I used an AI program to create virtual models with images of my concrete sculptures. I prompted the program through text descriptions to imagine heads and masks in various materials. After trying many different iterations, I selected the most materially convincing (as artefacts) and converted these small 2D images into 3D and printed them as lenticulars. Looked at closely (and with some information on how the images are conceived) it is possible to see a genealogy of the physiognomy of the heads and masks, as though they had been produced through some form of evolution.
My initial idea when using the program was to get it to produce alternative versions of my concrete work to give me ideas for future objects. I realised that getting it to imagine objects in materials that I could not afford or had little chance of making was more productive and related back to ideas I had around the transparency of photography. Artefact photography is intentionally the most 'neutral' form of the medium, providing documentary evidence/archival material of a collection, private or institutional. Certainly, the lenticulars begin to depart from this idea but somehow produce a firmer guarantee of the objects' existence.
I chose Kaolin and morphine as the title as it encapsulates both the physical and hallucinatory quality of the series. Kaolin and morphine is a cough syrup combining the clay mineral kaolin, with a small quantity of morphine. The first images I made that I felt were successful, where I asked the program to make heads made of porcelain in a tattoo and delftware pattern - gave the series its name. I would suggest that we lack a common symbolic culture that would produce a recognisable series of sculpted heads, but this has not stopped us from continuing to produce images or physical objects that would fit the description 'head' or 'portrait'. I think these works reflect the imaginary museum that we have access to, particularly in our period of social media, where we see images more in synchronic rather than diachronic form, without, it seems, hierarchy.

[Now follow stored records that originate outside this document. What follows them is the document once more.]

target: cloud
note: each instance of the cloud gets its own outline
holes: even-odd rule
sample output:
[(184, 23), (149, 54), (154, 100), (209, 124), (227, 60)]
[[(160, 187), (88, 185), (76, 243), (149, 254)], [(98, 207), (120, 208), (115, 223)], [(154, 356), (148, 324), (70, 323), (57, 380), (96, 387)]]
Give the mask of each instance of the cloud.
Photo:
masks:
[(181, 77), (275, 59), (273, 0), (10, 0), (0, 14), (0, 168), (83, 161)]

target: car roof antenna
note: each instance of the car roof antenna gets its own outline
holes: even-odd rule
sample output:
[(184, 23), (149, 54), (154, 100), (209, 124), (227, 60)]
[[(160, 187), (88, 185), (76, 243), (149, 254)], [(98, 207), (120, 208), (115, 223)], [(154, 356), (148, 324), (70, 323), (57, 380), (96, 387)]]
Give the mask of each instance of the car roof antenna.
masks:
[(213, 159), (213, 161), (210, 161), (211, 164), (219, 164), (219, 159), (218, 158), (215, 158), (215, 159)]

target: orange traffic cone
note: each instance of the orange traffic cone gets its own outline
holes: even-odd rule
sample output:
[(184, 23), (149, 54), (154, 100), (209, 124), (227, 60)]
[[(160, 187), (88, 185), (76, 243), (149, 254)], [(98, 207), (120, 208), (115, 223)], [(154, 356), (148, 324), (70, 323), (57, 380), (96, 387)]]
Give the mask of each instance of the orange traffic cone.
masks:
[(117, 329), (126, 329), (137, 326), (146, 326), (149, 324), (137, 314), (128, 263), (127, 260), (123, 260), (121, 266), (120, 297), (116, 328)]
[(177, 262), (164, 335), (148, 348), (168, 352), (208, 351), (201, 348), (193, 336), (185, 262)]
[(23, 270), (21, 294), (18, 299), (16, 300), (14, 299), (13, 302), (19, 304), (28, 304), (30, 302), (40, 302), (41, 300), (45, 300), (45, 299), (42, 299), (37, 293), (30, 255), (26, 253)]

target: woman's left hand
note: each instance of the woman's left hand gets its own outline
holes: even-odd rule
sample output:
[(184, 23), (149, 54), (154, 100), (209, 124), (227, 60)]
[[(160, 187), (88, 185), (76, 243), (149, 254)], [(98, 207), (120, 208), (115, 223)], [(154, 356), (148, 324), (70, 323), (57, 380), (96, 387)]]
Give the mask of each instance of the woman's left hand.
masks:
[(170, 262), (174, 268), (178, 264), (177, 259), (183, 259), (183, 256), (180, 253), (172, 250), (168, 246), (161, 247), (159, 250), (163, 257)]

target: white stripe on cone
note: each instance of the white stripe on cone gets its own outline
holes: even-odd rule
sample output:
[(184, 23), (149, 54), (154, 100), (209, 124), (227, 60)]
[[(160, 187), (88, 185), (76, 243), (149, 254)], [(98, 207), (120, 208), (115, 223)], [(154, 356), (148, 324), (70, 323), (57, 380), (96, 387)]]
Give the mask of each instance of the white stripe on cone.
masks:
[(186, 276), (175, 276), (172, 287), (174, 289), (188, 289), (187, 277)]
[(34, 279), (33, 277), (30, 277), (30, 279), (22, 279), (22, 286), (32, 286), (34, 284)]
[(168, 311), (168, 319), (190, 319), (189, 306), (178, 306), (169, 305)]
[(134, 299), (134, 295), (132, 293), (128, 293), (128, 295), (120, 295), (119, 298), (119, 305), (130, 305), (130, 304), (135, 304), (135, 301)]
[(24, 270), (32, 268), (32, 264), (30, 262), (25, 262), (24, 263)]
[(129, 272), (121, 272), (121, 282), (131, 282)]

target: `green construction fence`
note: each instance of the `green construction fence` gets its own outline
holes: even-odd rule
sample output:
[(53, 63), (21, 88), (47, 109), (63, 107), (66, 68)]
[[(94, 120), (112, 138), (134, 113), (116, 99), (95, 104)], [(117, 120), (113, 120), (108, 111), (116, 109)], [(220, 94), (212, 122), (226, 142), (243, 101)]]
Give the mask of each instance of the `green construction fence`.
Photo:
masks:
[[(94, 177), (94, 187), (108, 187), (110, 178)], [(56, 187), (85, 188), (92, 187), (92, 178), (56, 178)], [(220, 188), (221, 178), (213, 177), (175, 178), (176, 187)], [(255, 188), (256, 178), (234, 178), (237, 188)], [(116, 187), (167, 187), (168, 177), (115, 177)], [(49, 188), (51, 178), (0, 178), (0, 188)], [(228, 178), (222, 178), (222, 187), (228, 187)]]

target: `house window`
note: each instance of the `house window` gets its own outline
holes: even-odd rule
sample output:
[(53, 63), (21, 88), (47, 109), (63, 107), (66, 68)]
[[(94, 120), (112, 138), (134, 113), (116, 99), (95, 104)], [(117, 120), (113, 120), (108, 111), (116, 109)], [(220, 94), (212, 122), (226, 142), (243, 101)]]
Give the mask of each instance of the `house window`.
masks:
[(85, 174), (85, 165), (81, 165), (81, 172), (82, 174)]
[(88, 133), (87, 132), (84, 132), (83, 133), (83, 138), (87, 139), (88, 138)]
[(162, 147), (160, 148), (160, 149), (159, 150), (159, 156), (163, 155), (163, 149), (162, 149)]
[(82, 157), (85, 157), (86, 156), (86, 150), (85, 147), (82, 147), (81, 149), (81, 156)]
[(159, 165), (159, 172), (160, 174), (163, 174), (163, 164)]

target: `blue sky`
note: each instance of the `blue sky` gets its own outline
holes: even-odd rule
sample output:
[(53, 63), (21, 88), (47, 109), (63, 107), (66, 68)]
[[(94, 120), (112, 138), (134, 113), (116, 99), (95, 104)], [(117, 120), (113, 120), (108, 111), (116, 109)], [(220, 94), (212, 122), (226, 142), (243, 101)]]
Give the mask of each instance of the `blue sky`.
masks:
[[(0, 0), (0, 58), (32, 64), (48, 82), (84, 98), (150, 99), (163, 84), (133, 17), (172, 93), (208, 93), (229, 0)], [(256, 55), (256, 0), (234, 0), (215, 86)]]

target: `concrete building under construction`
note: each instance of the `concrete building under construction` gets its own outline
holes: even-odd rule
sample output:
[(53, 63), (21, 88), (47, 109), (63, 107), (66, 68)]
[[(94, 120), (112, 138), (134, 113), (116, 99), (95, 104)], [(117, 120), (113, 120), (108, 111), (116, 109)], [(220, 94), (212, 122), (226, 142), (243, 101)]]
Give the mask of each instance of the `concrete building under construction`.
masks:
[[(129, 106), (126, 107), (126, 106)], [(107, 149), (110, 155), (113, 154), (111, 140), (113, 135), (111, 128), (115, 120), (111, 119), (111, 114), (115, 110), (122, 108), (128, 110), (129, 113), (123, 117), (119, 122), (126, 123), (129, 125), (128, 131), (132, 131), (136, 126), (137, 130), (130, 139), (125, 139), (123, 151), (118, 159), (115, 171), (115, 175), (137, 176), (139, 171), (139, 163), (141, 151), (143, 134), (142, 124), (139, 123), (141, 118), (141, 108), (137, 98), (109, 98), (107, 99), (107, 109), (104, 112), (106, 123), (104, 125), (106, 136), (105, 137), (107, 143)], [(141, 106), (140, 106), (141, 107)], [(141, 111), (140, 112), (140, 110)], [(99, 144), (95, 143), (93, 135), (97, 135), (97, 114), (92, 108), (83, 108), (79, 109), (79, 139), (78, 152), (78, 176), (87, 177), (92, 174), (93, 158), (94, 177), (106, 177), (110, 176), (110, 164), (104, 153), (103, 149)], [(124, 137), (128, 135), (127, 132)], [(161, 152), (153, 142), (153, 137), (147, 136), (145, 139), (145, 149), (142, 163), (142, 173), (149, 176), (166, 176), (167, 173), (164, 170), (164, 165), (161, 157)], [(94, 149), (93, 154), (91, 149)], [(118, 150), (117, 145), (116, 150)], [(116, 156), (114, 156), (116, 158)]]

I had previously considered AI in image-making to be the preserve of fantasy or neo-surrealist illustration, or in the disturbing possibilities of deep fakes, and it obviously upends our belief in the factual nature of the image. But I'm trying to imagine it as a useful tool, in which the technology is used in the service of the idea, although the title also nods to Will Self's cautionary tale of kaolin and morphine addiction: Scale.